The horrific figure of Kate’s sister rested on top of a tangle of ripped cloth, a nest of sorts that Imogen had created by shredding all of the exquisite clothing in her closets, dresses and gowns that the young woman had once treasured. Kate listened with a pained expression to the thin recorded voice that was fully recognizable as her sister’s. She reached to take the horrible device that spoke only of betrayal. Imogen reacted wildly. Her mechanical arm grabbed Kate’s wrist and shoved her to the floor. A man darted in to assist her.

 

Kate picked herself up. “It’s all right, Simon. She just doesn’t want me to take the skull.” She moved slowly, careful not to make any sudden moves and to keep her emotions in check, despite the wild pounding of her heart.

 

Simon didn’t look convinced but deferred to Kate’s understanding of her sister’s mental state. Kate believed her sister would never hurt her intentionally. The girl was lost inside her own head, unable to speak.
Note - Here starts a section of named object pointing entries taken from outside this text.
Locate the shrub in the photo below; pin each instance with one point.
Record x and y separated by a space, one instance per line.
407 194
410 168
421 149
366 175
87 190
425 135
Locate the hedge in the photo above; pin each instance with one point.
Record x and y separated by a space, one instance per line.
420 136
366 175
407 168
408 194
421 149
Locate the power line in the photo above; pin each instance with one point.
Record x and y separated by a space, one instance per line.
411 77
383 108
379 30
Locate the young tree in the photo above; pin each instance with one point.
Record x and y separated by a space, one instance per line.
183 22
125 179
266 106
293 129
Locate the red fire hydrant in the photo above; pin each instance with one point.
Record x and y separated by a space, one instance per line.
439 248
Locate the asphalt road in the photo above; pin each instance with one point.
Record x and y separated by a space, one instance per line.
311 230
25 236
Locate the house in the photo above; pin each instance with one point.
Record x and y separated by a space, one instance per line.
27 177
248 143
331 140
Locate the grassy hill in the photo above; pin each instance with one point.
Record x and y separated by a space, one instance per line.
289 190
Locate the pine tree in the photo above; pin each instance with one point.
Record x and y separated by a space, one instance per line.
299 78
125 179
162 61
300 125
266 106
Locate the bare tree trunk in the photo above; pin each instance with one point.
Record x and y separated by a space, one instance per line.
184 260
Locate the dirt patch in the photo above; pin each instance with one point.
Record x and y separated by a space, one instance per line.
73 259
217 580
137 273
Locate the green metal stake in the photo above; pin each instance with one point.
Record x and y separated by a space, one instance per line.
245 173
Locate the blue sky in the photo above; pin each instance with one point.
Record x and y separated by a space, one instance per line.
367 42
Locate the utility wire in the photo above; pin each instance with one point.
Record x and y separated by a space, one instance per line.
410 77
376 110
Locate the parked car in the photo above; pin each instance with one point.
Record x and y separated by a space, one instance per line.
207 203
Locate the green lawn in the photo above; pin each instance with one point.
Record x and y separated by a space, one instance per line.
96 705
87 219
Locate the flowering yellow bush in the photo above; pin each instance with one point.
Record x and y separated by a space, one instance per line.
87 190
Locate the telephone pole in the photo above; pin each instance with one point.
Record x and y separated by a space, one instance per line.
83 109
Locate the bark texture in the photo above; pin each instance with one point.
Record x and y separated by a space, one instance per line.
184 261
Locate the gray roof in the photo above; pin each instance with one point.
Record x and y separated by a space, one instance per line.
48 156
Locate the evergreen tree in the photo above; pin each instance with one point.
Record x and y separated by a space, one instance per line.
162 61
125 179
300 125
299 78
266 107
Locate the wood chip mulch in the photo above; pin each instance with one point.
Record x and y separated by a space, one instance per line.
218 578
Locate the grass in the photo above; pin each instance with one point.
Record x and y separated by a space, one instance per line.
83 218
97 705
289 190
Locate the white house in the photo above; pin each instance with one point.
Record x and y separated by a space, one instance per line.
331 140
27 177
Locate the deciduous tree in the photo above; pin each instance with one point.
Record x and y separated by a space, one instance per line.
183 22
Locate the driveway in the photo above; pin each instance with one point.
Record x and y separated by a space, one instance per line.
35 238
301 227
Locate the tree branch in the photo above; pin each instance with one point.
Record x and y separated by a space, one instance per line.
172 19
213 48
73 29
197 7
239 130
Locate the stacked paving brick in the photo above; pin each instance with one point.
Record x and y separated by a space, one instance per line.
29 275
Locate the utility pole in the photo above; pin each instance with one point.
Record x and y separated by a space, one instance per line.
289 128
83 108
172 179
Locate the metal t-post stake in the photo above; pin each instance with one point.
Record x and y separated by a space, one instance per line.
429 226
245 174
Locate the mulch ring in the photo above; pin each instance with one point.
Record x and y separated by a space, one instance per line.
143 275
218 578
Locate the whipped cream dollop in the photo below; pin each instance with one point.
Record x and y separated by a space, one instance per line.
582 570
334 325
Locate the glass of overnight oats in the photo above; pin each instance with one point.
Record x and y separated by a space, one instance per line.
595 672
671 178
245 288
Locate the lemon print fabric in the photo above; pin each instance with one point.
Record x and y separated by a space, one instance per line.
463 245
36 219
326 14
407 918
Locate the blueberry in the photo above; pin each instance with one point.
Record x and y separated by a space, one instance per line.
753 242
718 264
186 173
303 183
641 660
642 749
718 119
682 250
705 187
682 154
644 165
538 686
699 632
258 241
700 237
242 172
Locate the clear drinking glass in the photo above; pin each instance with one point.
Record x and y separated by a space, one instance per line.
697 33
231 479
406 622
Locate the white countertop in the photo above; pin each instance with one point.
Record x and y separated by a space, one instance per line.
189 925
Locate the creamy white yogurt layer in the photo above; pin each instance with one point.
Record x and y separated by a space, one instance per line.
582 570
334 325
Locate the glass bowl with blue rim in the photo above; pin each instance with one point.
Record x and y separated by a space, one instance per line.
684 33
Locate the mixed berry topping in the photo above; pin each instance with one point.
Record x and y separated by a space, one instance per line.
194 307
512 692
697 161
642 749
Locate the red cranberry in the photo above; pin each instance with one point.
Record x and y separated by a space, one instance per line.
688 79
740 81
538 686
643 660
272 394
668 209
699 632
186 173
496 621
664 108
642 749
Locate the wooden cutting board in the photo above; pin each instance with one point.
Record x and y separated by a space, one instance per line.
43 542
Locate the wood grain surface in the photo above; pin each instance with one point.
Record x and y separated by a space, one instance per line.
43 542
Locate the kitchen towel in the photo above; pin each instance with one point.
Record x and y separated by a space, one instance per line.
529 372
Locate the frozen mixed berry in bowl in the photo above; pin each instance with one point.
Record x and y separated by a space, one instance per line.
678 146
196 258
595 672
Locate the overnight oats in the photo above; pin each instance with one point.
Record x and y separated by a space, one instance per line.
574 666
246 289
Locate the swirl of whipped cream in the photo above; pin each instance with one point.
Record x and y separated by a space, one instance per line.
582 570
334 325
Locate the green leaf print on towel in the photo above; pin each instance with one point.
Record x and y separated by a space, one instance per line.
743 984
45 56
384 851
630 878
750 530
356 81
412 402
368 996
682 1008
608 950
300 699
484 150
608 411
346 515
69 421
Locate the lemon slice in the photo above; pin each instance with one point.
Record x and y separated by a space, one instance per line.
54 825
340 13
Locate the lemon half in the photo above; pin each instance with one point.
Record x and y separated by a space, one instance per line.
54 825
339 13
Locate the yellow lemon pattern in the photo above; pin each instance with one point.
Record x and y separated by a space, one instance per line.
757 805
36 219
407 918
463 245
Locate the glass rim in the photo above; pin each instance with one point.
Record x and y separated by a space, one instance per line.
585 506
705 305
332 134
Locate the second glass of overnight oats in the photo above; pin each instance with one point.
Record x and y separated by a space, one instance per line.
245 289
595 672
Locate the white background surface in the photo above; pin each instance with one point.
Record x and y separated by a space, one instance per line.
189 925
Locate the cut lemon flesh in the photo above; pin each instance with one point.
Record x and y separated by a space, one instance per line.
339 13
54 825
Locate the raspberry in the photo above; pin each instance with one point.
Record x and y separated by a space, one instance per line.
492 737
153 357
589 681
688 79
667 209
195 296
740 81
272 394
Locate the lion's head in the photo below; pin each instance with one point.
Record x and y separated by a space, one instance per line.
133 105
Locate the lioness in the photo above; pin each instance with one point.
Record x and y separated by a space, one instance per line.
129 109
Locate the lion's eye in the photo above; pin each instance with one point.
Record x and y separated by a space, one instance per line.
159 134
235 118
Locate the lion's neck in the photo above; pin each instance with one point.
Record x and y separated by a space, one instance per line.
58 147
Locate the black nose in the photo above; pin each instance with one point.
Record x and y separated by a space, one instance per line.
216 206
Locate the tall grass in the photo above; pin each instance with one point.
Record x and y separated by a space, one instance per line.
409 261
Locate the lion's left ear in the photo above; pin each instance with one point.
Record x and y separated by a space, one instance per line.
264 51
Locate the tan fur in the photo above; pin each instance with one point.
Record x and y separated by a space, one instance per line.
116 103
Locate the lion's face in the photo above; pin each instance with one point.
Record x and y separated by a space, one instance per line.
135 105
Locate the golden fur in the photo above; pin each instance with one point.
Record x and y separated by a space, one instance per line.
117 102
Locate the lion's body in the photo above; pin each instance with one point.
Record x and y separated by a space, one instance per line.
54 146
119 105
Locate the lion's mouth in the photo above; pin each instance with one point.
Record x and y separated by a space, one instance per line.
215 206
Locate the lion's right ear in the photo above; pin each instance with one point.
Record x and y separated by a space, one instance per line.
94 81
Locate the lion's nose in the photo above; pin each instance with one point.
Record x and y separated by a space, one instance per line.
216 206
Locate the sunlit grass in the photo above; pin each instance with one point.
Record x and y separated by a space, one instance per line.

She had been that way since they had brought her back from Bedlam in this condition, terrified of the dark but desperate to remain hidden in the shadows.

 

Kate knew she could reach her sister if she could get past the guilt that plagued them both. Imogen felt she had betrayed her sister to the madman, Dr. White. In fact, she had merely been a manipulated pawn, drugged and deceived into revealing secrets to White’s homunculus spy, her traitorous words forever preserved in the skull’s recording. Imogen was the victim here.

 

Kate’s own culpability tore at her insides. She had labored against Imogen’s wishes to save her sister’s life after Dr. White’s horribly botched operation in that filthy chamber beneath Bedlam. White had known that Kate would never tell her secrets to save her own life, but to save Imogen’s, that was another story. The damnable thing was, Kate didn’t know the secret that Dr. White craved. The secret of the key. But White didn’t believe her, and he mutilated Imogen, transforming her into a horrible homunculus. Or at least partly transforming her since Simon and the team arrived to interrupt the procedure before White could finish it. Kate had acted instinctively and saved Imogen’s life by finishing the horrific transformation begun by the sinister White.

 

It was the nature of the transformation that Kate couldn’t yet fathom. Something in White’s alchemy changed Imogen’s physical state—her muscles, her blood, her very being. He had hijacked her physiology. When Kate had attempted to remove the quills on Imogen’s arm, they regenerated even though they weren’t entirely organic. It was extremely powerful magic. Kate was nowhere near that level. At least not yet. She would never accept the fact that her sister was lost.

 

Kate couldn’t tell if Imogen’s playing of the recording in the skull over and over was a plea to absolve her of guilt, which Kate did wholeheartedly from the first, or merely a pathetic desire for Imogen to remember how her own voice sounded. Both reasons broke Kate’s heart.

 

She heard Simon shift closer as she approached Imogen once more.

 

“Imogen, look at me,” Kate told her sister softly. Imogen’s mechanical eye darted, whirring and clicking to focus on Kate. The milky human eye remained fixed on the skull’s moving jaw as Imogen continued to turn the crank, forcing it to reiterate its foul words. Kate squeezed her hands together so hard her knuckles turned white. “I’m going to help you. By God. I’m going to help someone.”